OFMVOL2CSV
Parse output from Oilfield Manager (OFM) (or similar) containing production data pr. well into one CSV file. Date formats dd.mm.yyyy and YYYY-MM-DD (recommended) are supported.
usage: ofmvol2csv [-h] [-o OUTPUT] [-v] [--includefileorigin] [--version]
volfiles [volfiles ...]
Positional Arguments
- volfiles
Filenames with volumetric data. Glob-style wildcards are supported
Named Arguments
- -o, --output
Name of output CSV file
Default: “volfiles.csv”
- -v, --verbose
Be verbose
Default: False
- --includefileorigin
If this is set, a column named OFMVOLFILE will be added to identify the source file for each row.
Default: False
- --version
show program’s version number and exit
Use this to:
* Do QC and analysis on your historical production in Spotfire
* Be able to utilize Pandas for production data transformation
(scaling f.ex) ina history match setting
* Use Python and Pandas to later generate RMS events from the data,
after fixing whatever you need to fix
See also the utility csv2ofmvol.
Example
If you have a vol
-file with this data:
*METRIC
*DAILY
*HRS_IN_DAYS
*DATE *OIL *GAS *WATER *GINJ *DAYS
*Name Well_A
21.08.2003 0.00 0.00 0.00 115346.18 24.0
22.08.2003 0.00 0.00 0.00 115239.26 24.0
23.08.2003 0.00 0.00 0.00 115344.04 24.0
24.08.2003 0.00 0.00 0.00 115237.16 24.0
25.08.2003 0.00 0.00 0.00 115341.91 24.0
26.08.2003 0.00 0.00 0.00 115235.07 24.0
27.08.2003 0.00 0.00 0.00 115339.77 24.0
you can call
$ ofmvol2csv --verbose myvolfile.vol --output proddata.csv
and the file proddata.csv
will then contain:
WELL,DATE,OIL,GAS,WATER,GINJ,DAYS
WELL_A,2003-08-21,0.0,0.0,0.0,115346.18,24.0
WELL_A,2003-08-22,0.0,0.0,0.0,115239.26,24.0
WELL_A,2003-08-23,0.0,0.0,0.0,115344.04,24.0
WELL_A,2003-08-24,0.0,0.0,0.0,115237.16,24.0
WELL_A,2003-08-25,0.0,0.0,0.0,115341.91,24.0
WELL_A,2003-08-26,0.0,0.0,0.0,115235.07,24.0
WELL_A,2003-08-27,0.0,0.0,0.0,115339.77,24.0
Modifying production data
The reason for converting vol-files to CSV is to be able to utilize Pandas or other tools that reads CSV to for example modify production data.
Examples:
import pandas as pd
proddata = pd.read_csv("proddata.csv")
# Scale up all water production by 5 percent:
proddata["WATER"] = proddata["WATER"] * 1.05
proddata.to_csv("proddata-scaled.csv", index=False)
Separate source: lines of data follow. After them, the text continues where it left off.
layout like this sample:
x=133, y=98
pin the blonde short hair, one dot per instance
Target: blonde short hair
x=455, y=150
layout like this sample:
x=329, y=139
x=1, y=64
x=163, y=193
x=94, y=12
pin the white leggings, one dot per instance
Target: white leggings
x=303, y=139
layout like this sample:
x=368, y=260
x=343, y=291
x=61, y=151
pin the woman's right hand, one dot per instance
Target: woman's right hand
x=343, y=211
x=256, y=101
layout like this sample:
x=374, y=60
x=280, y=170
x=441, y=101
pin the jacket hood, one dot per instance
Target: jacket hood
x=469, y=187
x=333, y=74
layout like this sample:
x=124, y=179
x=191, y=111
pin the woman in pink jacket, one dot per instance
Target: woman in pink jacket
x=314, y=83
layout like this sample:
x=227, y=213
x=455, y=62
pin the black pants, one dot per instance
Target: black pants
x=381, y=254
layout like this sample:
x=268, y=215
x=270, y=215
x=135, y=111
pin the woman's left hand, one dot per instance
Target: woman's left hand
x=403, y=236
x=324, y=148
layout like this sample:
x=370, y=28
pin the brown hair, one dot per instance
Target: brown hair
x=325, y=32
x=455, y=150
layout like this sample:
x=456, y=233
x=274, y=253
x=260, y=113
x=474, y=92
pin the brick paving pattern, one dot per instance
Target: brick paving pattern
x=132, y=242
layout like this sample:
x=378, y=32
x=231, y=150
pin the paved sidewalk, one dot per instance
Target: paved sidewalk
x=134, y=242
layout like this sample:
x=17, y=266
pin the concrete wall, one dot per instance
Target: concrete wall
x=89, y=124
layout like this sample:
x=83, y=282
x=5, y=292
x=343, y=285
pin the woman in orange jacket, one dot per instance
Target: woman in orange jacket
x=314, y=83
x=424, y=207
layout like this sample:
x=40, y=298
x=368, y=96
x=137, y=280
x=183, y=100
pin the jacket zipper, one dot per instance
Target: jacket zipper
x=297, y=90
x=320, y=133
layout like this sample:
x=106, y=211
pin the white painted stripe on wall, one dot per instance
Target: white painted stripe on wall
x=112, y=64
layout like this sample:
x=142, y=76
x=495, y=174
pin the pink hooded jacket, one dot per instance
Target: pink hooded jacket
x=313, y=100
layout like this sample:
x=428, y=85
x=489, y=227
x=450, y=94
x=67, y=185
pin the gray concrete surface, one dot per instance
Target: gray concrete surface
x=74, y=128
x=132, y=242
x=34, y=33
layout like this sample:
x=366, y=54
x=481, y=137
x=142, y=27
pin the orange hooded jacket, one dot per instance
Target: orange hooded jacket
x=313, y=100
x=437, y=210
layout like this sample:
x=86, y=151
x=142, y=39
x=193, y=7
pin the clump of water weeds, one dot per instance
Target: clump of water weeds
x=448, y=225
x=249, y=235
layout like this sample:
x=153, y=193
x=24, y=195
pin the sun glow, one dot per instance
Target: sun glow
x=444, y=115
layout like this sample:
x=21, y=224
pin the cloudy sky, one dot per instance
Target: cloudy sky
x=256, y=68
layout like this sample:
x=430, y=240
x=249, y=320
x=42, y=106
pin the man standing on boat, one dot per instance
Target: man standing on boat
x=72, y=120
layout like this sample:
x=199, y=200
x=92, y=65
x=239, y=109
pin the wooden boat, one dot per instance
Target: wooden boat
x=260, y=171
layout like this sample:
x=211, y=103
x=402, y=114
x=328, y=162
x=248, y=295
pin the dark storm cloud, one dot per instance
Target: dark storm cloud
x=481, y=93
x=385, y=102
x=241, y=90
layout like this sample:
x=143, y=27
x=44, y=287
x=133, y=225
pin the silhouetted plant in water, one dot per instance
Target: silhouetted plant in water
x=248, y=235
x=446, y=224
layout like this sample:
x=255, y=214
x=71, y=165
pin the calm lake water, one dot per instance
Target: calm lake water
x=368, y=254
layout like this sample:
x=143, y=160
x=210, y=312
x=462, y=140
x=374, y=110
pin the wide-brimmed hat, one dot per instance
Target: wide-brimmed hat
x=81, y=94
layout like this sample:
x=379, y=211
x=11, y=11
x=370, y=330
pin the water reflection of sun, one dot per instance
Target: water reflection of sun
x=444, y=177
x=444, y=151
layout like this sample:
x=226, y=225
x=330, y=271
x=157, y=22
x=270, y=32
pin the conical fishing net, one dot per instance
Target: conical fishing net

# Only include wells with non-zero oil production:
oildata = proddata.groupby("WELL").filter(lambda x: x["OIL"].sum() > 0)
oildata.to_csv("oilproducers.csv", index=False)
From CSV to vol again
See the subscript utility csv2ofmvol
to convert your modified CSV file
back to a vol-file again, for import into RMS for example.